/bhtsne

Barnes-Hut t-SNE

Primary LanguageC++OtherNOASSERTION

This software package contains a Barnes-Hut implementation of the t-SNE algorithm. The implementation is described in this paper.

Installation

On Linux or OS X, compile the source using the following command:

g++ sptree.cpp tsne.cpp -o bh_tsne -O2

The executable will be called bh_tsne.

On Windows using Visual C++, do the following in your command line:

  • Find the vcvars64.bat file in your Visual C++ installation directory. This file may be named vcvars64.bat or something similar. For example:
  // Visual Studio 12
  "C:\Program Files (x86)\Microsoft Visual Studio 12.0\VC\bin\amd64\vcvars64.bat"

  // Visual Studio 2013 Express:
  C:\VisualStudioExp2013\VC\bin\x86_amd64\vcvarsx86_amd64.bat
  • From cmd.exe, go to the directory containing that .bat file and run it.

  • Go to bhtsne directory and run:

  nmake -f Makefile.win all

The executable will be called windows\bh_tsne.exe.

Usage

The code comes with wrappers for Matlab and Python. These wrappers write your data to a file called data.dat, run the bh_tsne binary, and read the result file result.dat that the binary produces. There are also external wrappers available for Torch and R. Writing your own wrapper should be straightforward; please refer to one of the existing wrappers for the format of the data and result files.

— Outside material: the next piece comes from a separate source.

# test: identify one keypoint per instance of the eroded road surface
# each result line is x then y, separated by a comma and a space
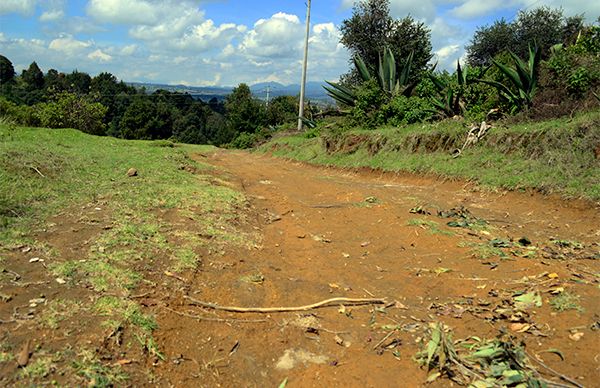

Demonstration of usage in Matlab:

filename = websave('mnist_train.mat', 'https://github.com/awni/cs224n-pa4/blob/master/Simple_tSNE/mnist_train.mat?raw=true');
load(filename);
numDims = 2; pcaDims = 50; perplexity = 50; theta = .5; alg = 'svd';
map = fast_tsne(digits', numDims, pcaDims, perplexity, theta, alg);
gscatter(map(:,1), map(:,2), labels');